As we are replicating the All pages report, we have to unnest our session data so that we have access to the hit level data (again we use a cross join).

with date_range as (
  select
    '20160801' as start_date,
    '20160802' as end_date)
    
select
  *
from
  `bigquery-public-data.google_analytics_sample.ga_sessions_*` as sessions,
  unnest(hits) as hits,
  date_range
where
  _table_suffix between date_range.start_date and date_range.end_date

Now BigQuery will look at all hits. But as we only need the hits that contain pageviews, we can add a condition to the filter accordingly.

with date_range as (
  select
    '20160801' as start_date,
    '20160802' as end_date)
    
select
  *
from
  `bigquery-public-data.google_analytics_sample.ga_sessions_*` as sessions,
  unnest(hits) as hits,
  date_range
where
  _table_suffix between date_range.start_date and date_range.end_date
  and hits.type = 'PAGE'

Finally, we need to add another condition. We only want to count visits that contain interaction: totals.visits = 1. By default and opposing to the Google Analytics user interface, the BigQuery export tables contains all sessions, including the ones without interactions.

with date_range as (
  select
    '20160801' as start_date,
    '20160802' as end_date)
    
select
  *
from
  `bigquery-public-data.google_analytics_sample.ga_sessions_*` as sessions,
  unnest(hits) as hits,
  date_range
where
  _table_suffix between date_range.start_date and date_range.end_date
  and hits.type = 'PAGE'
  and totals.visits = 1

Add dimensions

Next, we add the dimensions we need to replicate this report. As we can see in the BigQuery export schema we need:

  • hits.page.pagepath (page)
  • hits.page.pagetitle (page title)
with date_range as (
  select
    '20160801' as start_date,
    '20160802' as end_date)
    
select
  hits.page.pagepath as page,
  hits.page.pagetitle as page_title
from
  `bigquery-public-data.google_analytics_sample.ga_sessions_*` as sessions,
  unnest(hits) as hits,
  date_range
where
  _table_suffix between date_range.start_date and date_range.end_date
  and hits.type = 'PAGE'
  and totals.visits = 1

Add measure: pageviews

Pageviews is the total number of pages viewed. Repeated views of a single page are counted.

To count the pageviews for our dimensions we just have to count all rows and group them by our dimensions. Remember, we can only use this approach in combination with the hits.type = 'PAGE' condition.
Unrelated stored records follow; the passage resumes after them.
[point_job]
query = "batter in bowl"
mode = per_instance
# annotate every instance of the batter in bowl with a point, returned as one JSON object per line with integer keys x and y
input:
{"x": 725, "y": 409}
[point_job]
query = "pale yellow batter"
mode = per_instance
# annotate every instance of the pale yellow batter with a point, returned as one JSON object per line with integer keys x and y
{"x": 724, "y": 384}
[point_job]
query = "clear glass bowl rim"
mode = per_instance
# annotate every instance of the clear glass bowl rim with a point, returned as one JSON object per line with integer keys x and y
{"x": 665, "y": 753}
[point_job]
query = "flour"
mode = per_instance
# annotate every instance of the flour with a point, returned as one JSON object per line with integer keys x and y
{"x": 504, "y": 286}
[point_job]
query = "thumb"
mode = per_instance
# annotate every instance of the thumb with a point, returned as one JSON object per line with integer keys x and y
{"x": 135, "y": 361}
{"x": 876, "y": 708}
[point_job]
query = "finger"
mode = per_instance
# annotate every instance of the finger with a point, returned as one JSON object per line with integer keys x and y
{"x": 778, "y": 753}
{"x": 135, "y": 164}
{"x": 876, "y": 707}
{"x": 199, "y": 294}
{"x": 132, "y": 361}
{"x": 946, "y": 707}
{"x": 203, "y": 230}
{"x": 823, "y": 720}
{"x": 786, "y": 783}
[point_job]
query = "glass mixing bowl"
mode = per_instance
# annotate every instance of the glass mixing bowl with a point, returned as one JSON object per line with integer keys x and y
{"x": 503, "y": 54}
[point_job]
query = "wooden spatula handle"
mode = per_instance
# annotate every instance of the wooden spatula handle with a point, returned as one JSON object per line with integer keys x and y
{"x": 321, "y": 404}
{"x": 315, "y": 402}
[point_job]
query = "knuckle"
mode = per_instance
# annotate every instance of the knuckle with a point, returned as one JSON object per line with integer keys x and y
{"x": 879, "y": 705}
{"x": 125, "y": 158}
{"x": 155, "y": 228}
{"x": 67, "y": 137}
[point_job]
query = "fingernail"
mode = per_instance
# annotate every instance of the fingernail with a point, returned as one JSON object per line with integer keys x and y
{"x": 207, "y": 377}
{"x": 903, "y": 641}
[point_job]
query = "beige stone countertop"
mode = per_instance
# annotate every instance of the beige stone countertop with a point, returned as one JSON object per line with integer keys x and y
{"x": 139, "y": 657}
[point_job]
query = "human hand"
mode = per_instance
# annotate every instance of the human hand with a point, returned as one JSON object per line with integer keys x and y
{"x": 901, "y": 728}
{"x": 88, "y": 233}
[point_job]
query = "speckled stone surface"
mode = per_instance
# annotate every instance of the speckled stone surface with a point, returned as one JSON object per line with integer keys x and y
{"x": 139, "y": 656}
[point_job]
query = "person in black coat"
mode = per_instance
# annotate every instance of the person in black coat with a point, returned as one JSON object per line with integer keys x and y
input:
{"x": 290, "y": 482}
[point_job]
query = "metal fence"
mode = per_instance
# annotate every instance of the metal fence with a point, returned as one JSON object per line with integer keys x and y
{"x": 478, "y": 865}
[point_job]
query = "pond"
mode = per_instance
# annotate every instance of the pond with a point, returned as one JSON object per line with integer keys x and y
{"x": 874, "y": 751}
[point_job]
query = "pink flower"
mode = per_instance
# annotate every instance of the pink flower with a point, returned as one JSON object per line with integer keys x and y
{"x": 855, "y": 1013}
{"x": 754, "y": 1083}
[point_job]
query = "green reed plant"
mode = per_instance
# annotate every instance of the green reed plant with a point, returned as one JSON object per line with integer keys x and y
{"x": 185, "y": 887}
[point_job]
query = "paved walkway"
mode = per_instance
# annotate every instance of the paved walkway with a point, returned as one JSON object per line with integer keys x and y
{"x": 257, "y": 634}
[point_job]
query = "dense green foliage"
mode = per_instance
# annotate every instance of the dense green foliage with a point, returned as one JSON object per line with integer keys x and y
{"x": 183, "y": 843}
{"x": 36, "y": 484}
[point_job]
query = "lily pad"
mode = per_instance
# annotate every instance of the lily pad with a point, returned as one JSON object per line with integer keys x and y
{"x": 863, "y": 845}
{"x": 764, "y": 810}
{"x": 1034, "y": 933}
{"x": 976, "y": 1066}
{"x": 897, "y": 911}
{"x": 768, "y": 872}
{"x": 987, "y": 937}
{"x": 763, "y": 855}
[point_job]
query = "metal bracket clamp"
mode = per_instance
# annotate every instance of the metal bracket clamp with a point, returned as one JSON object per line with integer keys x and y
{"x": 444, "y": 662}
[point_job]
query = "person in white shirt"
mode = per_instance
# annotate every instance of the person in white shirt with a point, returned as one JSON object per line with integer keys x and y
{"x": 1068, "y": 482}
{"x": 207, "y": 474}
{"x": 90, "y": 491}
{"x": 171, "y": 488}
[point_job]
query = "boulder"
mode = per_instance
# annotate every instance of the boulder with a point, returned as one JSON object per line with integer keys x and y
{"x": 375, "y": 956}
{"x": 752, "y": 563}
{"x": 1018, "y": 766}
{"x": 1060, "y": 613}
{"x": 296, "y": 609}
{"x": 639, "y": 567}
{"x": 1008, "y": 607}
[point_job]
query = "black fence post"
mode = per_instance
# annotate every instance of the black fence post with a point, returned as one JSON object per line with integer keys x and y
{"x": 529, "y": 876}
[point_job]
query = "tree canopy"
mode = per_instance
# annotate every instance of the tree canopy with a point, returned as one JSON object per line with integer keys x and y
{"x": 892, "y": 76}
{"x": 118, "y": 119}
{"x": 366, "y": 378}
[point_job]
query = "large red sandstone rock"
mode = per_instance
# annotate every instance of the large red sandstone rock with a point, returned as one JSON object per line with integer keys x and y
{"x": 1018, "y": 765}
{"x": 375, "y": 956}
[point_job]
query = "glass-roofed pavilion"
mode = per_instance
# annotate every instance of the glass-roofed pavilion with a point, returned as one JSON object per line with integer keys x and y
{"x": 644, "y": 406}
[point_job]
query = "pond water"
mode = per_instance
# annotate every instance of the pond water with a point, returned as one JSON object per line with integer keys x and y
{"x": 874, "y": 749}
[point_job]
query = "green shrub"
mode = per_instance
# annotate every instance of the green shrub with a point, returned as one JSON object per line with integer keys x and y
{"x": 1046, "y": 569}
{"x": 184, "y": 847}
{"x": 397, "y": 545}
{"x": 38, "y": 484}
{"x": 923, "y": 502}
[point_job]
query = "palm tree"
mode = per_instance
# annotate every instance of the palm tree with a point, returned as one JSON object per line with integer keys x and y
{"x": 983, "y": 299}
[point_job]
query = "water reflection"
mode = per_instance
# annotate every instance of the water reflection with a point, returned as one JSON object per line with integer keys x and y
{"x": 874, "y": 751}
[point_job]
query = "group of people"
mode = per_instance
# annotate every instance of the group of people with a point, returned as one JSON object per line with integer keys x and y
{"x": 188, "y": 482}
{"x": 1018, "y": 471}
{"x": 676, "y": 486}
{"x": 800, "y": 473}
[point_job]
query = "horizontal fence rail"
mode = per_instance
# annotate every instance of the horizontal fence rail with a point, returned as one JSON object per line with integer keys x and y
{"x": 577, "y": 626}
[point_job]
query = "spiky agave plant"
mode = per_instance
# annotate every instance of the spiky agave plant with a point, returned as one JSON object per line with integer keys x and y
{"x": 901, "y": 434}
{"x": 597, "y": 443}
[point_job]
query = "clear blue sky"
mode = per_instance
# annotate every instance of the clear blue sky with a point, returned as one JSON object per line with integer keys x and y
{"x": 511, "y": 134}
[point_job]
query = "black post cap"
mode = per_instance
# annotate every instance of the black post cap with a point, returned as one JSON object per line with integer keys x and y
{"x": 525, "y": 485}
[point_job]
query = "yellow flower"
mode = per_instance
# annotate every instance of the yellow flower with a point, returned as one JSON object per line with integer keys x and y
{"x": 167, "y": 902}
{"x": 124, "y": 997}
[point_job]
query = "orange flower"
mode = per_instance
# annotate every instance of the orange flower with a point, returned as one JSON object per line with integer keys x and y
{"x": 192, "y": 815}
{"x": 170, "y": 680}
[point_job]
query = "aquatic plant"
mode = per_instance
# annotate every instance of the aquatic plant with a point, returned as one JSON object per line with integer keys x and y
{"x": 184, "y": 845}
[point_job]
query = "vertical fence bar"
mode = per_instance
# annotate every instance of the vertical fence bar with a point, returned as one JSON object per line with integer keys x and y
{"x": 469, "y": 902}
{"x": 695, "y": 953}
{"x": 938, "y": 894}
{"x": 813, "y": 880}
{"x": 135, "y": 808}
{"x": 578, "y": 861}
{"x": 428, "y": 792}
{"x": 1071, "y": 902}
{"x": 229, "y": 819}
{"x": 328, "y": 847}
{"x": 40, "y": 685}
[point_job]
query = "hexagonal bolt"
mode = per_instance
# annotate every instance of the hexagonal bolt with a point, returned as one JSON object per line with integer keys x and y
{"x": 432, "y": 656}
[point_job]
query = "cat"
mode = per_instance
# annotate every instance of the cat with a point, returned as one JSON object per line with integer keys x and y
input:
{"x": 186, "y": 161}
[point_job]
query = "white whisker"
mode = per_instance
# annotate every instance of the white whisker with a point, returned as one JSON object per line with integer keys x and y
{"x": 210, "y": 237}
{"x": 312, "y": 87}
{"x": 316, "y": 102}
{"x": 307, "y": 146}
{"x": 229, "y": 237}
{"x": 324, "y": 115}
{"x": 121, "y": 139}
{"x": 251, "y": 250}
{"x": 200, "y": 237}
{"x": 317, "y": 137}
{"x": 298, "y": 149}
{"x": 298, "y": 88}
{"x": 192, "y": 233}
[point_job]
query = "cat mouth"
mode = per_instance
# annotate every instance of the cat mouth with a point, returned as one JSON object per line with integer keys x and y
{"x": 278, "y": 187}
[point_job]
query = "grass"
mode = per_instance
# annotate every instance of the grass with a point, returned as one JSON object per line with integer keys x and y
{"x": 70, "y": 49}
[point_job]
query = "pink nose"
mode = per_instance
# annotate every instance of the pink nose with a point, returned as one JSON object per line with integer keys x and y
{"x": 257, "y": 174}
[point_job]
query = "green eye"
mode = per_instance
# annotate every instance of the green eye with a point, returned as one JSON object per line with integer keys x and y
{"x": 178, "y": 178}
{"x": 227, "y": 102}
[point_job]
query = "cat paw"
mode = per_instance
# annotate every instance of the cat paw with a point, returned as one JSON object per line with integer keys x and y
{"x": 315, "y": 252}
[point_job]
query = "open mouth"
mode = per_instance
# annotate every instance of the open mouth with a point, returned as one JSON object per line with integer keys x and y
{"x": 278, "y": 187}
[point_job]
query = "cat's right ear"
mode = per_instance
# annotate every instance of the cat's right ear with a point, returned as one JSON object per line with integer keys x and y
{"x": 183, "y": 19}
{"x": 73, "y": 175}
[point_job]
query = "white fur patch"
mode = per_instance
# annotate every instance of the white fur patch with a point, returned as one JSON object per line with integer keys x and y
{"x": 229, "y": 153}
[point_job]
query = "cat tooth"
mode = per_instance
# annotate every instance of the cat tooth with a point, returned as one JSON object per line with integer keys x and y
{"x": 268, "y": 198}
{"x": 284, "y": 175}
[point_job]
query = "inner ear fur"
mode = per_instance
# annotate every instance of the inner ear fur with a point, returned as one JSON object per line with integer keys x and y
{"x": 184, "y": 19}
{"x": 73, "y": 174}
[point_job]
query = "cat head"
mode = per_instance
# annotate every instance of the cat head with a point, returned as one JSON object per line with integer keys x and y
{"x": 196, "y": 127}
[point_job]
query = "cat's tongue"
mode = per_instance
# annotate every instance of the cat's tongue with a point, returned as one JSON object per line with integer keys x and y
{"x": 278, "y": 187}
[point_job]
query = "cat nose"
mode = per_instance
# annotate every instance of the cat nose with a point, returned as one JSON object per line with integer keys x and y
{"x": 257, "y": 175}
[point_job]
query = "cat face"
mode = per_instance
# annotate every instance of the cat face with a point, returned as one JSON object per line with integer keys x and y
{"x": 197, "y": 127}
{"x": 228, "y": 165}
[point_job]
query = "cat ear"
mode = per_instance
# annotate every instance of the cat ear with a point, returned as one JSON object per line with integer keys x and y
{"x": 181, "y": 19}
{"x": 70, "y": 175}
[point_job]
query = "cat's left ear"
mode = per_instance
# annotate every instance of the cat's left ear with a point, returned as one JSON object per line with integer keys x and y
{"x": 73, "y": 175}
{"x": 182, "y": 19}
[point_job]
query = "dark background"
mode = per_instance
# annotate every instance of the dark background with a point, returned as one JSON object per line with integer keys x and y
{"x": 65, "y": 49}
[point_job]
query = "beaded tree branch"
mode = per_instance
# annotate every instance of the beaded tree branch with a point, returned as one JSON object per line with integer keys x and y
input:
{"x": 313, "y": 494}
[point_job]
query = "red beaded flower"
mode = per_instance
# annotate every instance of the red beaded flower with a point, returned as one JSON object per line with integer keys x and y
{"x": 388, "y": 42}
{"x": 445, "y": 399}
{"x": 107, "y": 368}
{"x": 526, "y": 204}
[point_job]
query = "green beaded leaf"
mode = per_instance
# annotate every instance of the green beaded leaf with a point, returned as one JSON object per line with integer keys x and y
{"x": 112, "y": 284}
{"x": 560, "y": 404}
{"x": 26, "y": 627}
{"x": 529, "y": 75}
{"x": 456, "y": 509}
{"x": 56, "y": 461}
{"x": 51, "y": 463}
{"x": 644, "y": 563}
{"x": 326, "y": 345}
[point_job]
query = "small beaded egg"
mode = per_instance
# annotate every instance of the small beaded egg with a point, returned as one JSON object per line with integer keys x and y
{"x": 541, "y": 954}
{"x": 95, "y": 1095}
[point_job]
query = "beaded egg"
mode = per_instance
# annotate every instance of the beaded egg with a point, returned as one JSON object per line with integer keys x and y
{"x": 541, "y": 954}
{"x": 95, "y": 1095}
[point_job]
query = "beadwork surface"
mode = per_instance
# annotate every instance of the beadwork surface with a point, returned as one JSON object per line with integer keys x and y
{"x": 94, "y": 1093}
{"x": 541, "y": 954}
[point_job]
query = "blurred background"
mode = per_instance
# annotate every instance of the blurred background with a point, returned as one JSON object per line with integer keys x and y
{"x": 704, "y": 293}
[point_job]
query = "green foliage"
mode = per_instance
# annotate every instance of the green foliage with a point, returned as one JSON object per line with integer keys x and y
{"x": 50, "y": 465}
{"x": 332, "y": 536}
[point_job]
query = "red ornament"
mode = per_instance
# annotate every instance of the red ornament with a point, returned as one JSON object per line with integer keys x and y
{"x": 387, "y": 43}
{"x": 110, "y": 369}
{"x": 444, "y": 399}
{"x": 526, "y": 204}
By default the All pages report is sorted on pageviews (descending). We add that too.

with date_range as (
  select
    '20160801' as start_date,
    '20160802' as end_date)
    
select
  hits.page.pagepath as page,
  hits.page.pagetitle as page_title,
  count(*) as pageviews
from
  `bigquery-public-data.google_analytics_sample.ga_sessions_*` as sessions,
  unnest(hits) as hits,
  date_range
where
  _table_suffix between date_range.start_date and date_range.end_date
  and hits.type = 'PAGE'
  and totals.visits = 1
group by
  page,
  page_title
order by
  pageviews desc

Add measure: unique pageviews

Unique Pageviews is the number of sessions during which the specified page was viewed at least once. A unique pageview is counted for each page URL + page title combination.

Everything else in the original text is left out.